In present study rare-earth doped ZrO2-SiO2 glass is considered as a potential down-converter for solar energy applications. The base glass has high thermal stability and chemical durability, whereas crystalline products formed during devitrification, in particular ZrO2, can improve its optical properties. 30 ZrO2-70 SiO2 glasses doped with 1 mol % Tb3+ or 1 mol % Tb3+ and 10 mol % Yb3+ were synthetized by sol-gel method. The obtained gels were heated at different temperatures and times (1000°C : 2h, 5h, 10h, 30h; 1100°C : 2h, 5h, 10h, 30h).
By means of fluorescence spectroscopy it was found that efficiency of the down-conversion photoluminescence depends on the gel heat-treatment procedure. At the same time alteration of Tb3+ and Yb3+ emission spectra were observed, evidencing about changes in local environment of the rare-earth ions. Raman spectroscopy investigation revealed possible formation of up to 3 different crystalline phases in the samples, including monoclinic and tetragonal ZrO2. According to the XRD analysis, the latter phase found to be dominant in the samples.

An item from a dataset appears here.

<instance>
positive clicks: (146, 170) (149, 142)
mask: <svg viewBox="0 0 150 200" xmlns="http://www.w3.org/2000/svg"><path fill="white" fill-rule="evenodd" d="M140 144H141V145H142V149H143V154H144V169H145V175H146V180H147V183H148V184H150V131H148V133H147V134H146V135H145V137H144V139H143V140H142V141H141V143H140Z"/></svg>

To understand influence of these crystalline phases on the luminescence properties several micro-2D maps under 488, 532 and 780 nm laser excitation were collected, allowing to correlate emission of the rare-earth ions with the host matrix structural changes. It was demonstrated that the observed alteration of the emission spectra is largely related to the incorporation of Tb3+ and Yb3+ into the crystalline phases. It is shown that the final performance of the down-conversion is determined by efficiency of Tb-Yb energy transfer as well as the ions emission itself in the different phases formed and redistribution of the rare-earth elements during devitrification of the glass.